9 maja kolejny protest rolników?
Producenci warzyw i owoców znów zapowiadają blokady dróg.
Dotychczasowe rozmowy z ministrem rolnictwa Krzysztofem Jurgielem nie przyniosły oczekiwanych skutków. Decyzjęo o kolejnych strajkach podjęto na spotkaniu w Błaszkach (woj. łódzkie), w którym wziął udział Jarosław Sachajko, szef sejmowej Komisji Rolnictwa i Rozwoju Wsi.
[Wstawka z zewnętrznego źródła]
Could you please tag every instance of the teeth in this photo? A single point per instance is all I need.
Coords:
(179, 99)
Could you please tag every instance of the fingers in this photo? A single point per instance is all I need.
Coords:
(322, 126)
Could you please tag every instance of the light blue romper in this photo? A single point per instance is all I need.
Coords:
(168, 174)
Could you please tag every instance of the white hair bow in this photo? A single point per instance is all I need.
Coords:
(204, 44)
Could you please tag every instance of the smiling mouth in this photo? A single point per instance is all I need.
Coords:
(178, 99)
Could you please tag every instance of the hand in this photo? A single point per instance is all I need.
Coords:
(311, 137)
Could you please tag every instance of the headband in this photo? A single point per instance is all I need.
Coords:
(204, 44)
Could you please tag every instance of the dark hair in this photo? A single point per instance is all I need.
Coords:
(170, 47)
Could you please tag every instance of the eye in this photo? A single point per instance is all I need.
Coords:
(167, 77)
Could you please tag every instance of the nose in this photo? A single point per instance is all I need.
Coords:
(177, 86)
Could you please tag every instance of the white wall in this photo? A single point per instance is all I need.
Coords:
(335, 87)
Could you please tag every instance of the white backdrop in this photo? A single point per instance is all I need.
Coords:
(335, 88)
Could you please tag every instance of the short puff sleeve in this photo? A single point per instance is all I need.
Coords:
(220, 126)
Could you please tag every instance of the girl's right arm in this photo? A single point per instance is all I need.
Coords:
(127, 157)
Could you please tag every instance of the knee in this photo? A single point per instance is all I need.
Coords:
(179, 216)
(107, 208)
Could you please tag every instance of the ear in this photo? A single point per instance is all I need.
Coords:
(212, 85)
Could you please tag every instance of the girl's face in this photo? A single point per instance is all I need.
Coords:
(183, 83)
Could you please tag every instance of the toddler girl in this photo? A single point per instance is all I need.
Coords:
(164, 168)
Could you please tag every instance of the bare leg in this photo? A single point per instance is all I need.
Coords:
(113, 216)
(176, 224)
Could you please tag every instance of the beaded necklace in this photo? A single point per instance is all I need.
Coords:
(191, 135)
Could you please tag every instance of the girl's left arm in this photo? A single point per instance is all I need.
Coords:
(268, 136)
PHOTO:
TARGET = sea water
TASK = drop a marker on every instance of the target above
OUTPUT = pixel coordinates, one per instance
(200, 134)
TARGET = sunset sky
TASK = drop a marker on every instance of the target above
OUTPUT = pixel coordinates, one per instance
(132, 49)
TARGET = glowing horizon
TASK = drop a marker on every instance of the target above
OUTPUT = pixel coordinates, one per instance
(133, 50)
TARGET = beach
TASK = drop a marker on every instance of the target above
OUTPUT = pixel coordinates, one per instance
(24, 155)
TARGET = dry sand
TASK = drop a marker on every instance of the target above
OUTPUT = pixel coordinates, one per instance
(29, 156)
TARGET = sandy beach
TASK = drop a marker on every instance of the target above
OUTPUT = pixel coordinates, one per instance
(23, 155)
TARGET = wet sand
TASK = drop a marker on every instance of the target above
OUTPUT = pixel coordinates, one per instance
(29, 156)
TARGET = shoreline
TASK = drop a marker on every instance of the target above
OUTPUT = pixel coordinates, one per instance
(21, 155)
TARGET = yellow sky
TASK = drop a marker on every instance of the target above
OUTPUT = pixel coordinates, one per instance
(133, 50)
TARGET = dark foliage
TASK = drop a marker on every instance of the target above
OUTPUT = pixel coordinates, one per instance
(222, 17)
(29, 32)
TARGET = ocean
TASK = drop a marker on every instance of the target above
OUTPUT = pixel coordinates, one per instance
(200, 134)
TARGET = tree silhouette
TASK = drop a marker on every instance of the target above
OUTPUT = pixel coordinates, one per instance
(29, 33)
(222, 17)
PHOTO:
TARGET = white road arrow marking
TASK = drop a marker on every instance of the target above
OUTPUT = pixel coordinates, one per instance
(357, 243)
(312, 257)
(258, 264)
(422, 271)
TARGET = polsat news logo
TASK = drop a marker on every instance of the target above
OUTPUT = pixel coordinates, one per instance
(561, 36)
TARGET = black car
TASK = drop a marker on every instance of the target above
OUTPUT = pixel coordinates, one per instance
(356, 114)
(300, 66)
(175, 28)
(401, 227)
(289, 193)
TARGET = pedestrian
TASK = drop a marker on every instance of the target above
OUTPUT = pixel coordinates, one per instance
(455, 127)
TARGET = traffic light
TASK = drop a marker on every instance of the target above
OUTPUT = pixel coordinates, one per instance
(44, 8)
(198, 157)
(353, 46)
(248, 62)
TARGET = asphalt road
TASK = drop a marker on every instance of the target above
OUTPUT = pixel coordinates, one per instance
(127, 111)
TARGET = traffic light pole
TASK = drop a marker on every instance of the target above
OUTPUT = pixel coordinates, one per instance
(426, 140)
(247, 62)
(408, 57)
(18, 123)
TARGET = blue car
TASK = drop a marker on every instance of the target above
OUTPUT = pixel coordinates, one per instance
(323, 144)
Jego organizatorem było Stowarzyszenie Polskich Producentów Ziemniaków i Warzyw. Było to już kolejne z podjętych kroków przez organizację, które ma na celu zmusić ministerstwo rolnictwa do działań w sprawie polepszenia cen płodów rolnych oraz kontroli importowanej żywności. W marcu miały miejsce nie tylko spotkania na wsiach czy w gmachu resortu rolnictwa, ale i protesty na drogach. Tuż przed spotkaniem gospodarze pokazali posłowi Sachajce swoje produkcje, w tym chłodnie pełne warzyw oraz pola ziemniaków przykryte folią, co obrazuje skalę problemu. Zebrani na sali podjęli decyzję, że znów wyjdą na ulicę.
Dlaczego producenci rolni protestują? Sprawdź TUTAJ
Dotychczasowe działania prowadzone przez ministerstwo i służby, ich zdaniem, to tylko gra pozorów. Michał Kołodziejczak, przewodniczący organizacji zaznaczył, że rząd obiecał wprowadzenie kontroli fitosanitarnej importowanych do Polski warzyw i ziemniaków. I choć przeprowadzono 400 takich kontroli, żadnych nieprawidłowości nie wykazano. Producenci przypuszczają, że właśnie po to, by nie drażnić zachodnich koncernów.
- Na jednym z oficjalnych spotkań usłyszeliśmy od szefa służb, że nie chcą wywoływać wojny handlowej z Zachodem Europy. To oznacza, że w obronie polskiej produkcji nic nie zrobią? - powiedział Michał Kołodziejczak.